Privacy e Panni Sporchi

ZERBINI_bustoLa donna, inginocchiata sul piano inclinato dello squero che affaccia sul Rio di San Trovaso, nel punto dove questo s’incrocia con Rio de San Barnaba, stava facendo il suo bucato. Lavava e canticchiava: “El xe un tango galeoto, lù de sora e mi de soto…” Quando la donna avvertì la mia presenza, di passaggio sull’altra sponda del canale, smise di sbattere il panno fradicio sulla pietra e mi apostrofò in malo modo: “Coss’el ga da ascoltar, sporcaciòn?” Non posso garantire la corretta traslitterazione della fonetica, ma vi assicuro che con quella domanda veemente la signora intendeva rivendicare il suo diritto alla privatezza.

Questo episodio risalente a qualche anno fa mi è tornato in mente scorrendo i post apparsi su Facebook durante le feste di Natale e capodanno. L’impressione che ho tratto, osservando le inserzioni nel loro insieme, è stata quella di trovarmi a sfogliare le pagine del “diario intimo” di alcune centinaia di persone; di guardare le immagini e le annotazioni private che una mano imprevidente aveva sparpagliato nella rete mettendole a disposizione di tutti gli involontari voyeur di passaggio. Confesso di essermi sentito a disagio, come se da un momento all’altro un coro di voci adirate si fosse potuto levare per disapprovare la mia inopportuna intromissione nelle faccende altrui.

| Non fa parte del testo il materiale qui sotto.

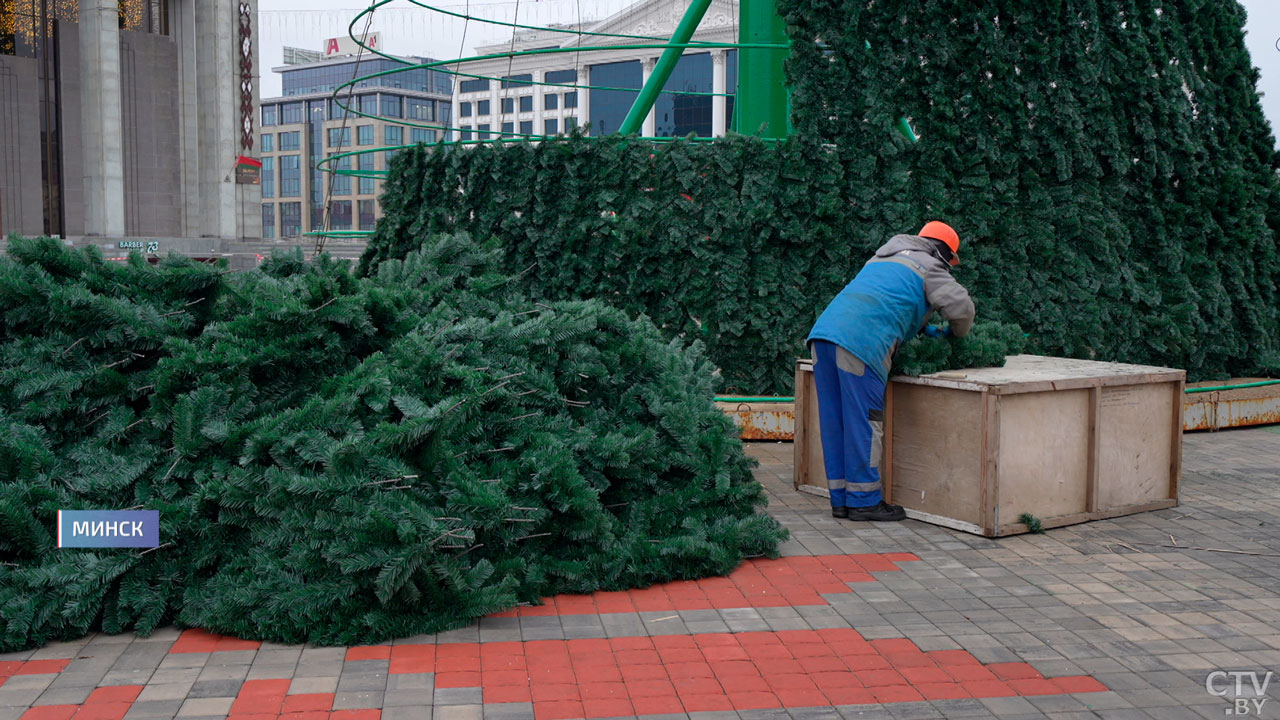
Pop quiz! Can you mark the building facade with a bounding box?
[453,0,737,141]
[259,54,453,238]
[0,0,261,244]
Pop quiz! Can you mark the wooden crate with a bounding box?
[794,355,1185,537]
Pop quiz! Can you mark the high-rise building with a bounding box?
[260,55,453,238]
[0,0,261,255]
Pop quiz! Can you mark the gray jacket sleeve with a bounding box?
[924,268,975,337]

“Coss’el ga da guardar, curiosòn?”. Già, come mi permettevo io, intruso nell’intimità di tutte quelle persone, di sbirciare le foto del loro piatto di antipasti misti?, della loro terrina di tortellini in brodo?, del loro zampone con contorno di lenticchie?, dei loro bimbetti intenti a scoprire i regali?, del tappo che schizza dal collo della bottiglia, ripresa in close-up per mostrare la marca del loro champagne?, del pupazzo vestito da babbo Natale appeso al tubo della loro grondaia? Quale istinto perverso mi spingeva a contravvenire a quella legge dello Stato che garantisce la tutela della privacy di ogni cittadino?

E’ stato a quel punto che mi è tornata in mente la lavandaia di Venezia, che lavava in pubblico i suoi panni sporchi intonando canzonette hard. Senza saperlo quella signora aveva anticipato una patologia che, grazie all’avvento dei social network, si è diffusa in misura abnorme e si manifesta con sintomi che vanno dalla perdita del pudore al venir meno del comune senso del ridicolo. Per evitare che la patologia assuma dimensioni di pandemia sarebbe utile aggiornare la legge sulla privacy, introducendo nel testo una serie di norme atte a dissuadere tutti gli esibizionisti che sciorinano sullo schermo del mio computer le foto della loro biancheria intima.